For company directors, consider making the charitable gift out of the company if the alternative is to make the payment out of your after-tax income. This will allow the company to claim Corporation Tax (CT) relief as a deduction against profits and will, in effect, save the employer’s and employee’s National Insurance Contributions on the payment. Note, however, that there will be no additional recovery of tax by the charity (by the grossing-up of the gift) as there can be in the case of payments made by individual taxpayers.
Remember that to qualify as a charitable donation a gift by a business must be a gift of cash. Gifting non-cash assets or the value of services will not qualify for relief against CT and might in some circumstances have VAT implications. There are a number of more technical exclusions also, so if a proposed gift is part of a larger arrangement of any sort, take advice.

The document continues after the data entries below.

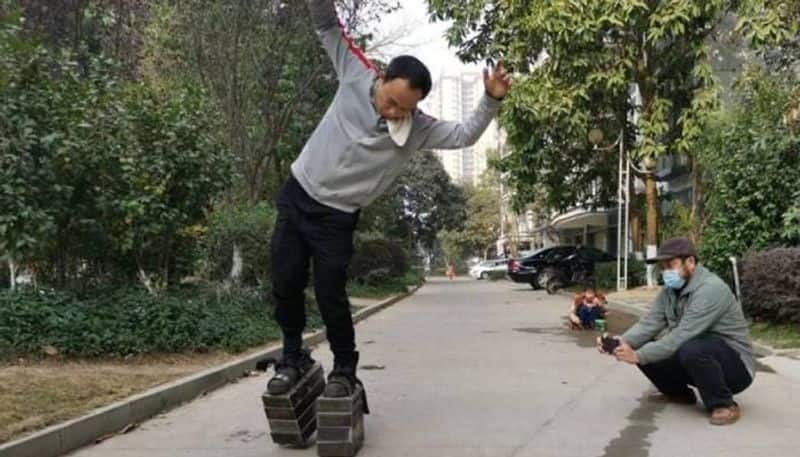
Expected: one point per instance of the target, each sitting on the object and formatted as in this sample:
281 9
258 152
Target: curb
68 436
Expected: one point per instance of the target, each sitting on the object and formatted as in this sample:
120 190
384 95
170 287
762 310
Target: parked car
485 268
556 267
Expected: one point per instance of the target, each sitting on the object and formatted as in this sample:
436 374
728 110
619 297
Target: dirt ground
36 394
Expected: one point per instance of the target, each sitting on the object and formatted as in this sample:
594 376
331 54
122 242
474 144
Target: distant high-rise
453 98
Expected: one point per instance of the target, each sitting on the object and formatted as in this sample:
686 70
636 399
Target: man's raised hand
497 82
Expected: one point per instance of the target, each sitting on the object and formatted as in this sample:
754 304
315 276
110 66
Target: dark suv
556 267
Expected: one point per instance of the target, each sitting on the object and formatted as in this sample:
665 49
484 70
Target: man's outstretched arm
348 59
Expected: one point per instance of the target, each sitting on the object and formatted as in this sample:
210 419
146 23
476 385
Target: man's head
678 260
589 294
405 83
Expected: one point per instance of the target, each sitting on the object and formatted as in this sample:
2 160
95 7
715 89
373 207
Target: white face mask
400 129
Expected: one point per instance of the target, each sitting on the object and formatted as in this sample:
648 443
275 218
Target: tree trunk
145 280
12 271
698 210
236 264
651 193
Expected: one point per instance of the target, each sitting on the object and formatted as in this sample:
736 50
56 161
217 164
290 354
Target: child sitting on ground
587 308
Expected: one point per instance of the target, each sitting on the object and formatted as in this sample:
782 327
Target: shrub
248 227
131 321
378 260
752 170
770 284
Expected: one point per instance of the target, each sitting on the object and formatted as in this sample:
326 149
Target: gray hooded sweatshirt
350 158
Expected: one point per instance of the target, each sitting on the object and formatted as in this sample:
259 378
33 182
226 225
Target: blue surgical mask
672 279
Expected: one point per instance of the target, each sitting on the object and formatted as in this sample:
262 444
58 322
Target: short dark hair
411 69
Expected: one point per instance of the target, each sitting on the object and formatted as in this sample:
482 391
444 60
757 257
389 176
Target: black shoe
342 380
288 371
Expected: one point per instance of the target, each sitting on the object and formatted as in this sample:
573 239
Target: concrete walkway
475 368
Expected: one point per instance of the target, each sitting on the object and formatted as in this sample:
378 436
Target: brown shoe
687 399
726 415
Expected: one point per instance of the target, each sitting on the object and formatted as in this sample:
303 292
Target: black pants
709 364
305 230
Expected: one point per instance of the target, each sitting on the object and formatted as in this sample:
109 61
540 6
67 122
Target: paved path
476 368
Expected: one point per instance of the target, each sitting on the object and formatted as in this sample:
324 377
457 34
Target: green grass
379 291
779 336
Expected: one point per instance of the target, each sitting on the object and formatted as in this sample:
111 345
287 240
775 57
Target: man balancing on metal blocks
369 131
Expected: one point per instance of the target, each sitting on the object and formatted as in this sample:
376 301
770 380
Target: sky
425 40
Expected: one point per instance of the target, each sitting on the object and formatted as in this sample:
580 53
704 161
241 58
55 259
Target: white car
483 269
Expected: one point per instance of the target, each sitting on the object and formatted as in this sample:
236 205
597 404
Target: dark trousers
709 364
306 229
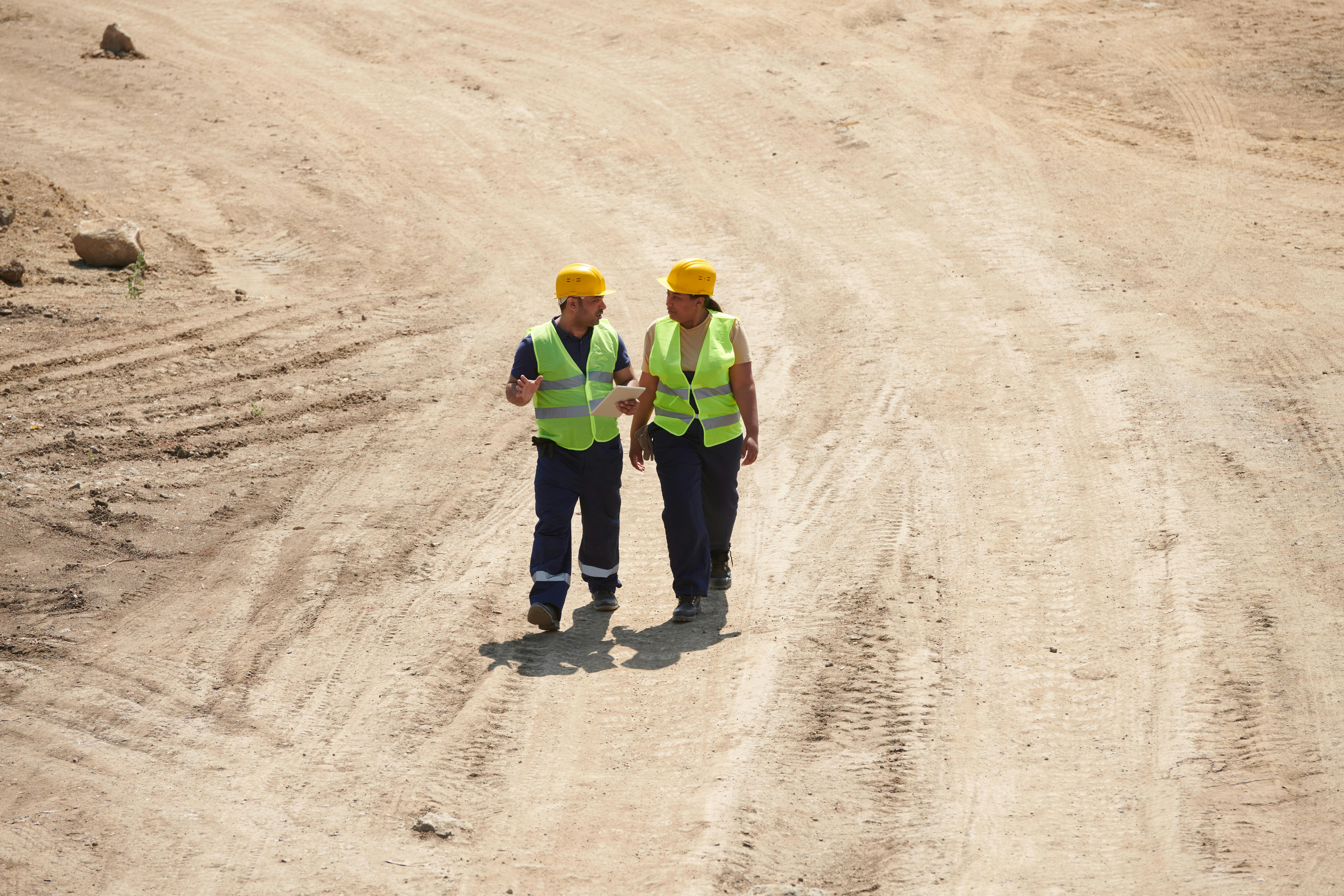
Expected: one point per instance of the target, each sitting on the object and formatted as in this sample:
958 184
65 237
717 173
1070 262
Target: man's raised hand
526 389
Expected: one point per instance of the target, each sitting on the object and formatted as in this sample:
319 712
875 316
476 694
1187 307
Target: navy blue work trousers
591 477
699 502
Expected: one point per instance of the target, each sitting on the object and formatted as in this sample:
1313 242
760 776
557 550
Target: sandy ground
1038 578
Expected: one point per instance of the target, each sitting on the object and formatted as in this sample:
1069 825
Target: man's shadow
585 644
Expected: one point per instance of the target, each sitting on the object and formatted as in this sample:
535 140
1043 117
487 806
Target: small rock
118 41
110 242
441 824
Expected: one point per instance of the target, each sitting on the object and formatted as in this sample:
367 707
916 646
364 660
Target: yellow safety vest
713 393
564 405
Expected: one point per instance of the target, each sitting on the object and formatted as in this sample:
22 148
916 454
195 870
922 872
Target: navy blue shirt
525 359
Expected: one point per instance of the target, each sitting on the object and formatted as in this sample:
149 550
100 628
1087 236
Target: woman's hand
749 451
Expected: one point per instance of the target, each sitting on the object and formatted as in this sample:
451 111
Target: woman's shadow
587 644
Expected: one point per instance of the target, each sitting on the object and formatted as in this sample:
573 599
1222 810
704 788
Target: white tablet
619 394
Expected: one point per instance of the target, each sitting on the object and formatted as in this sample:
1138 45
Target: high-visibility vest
564 404
718 412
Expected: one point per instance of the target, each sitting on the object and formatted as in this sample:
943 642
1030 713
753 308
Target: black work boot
687 608
545 617
721 574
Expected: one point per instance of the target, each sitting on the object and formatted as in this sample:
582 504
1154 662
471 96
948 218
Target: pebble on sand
441 824
118 41
108 242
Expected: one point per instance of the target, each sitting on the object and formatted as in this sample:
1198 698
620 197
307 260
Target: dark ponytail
710 304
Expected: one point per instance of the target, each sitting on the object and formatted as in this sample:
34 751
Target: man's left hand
749 451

For individuals, gifts of money to charity qualify for income tax relief. Normally, the gift is deemed to have had basic rate tax deducted and additional relief is available for higher rate taxpayers by way of a claim on the giver’s tax return. The charity will reclaim the basic rate tax directly if the appropriate documentation is filled out, confirming that the donor is a UK taxpayer.
Gifts to charity in a will attract full Inheritance Tax relief at (currently) 40 per cent. There are pros and cons of either making gifts as a bequest of a specific sum or as a percentage of the residual estate, so if you are considering putting a substantial charitable bequest in your will, it is worth taking professional advice.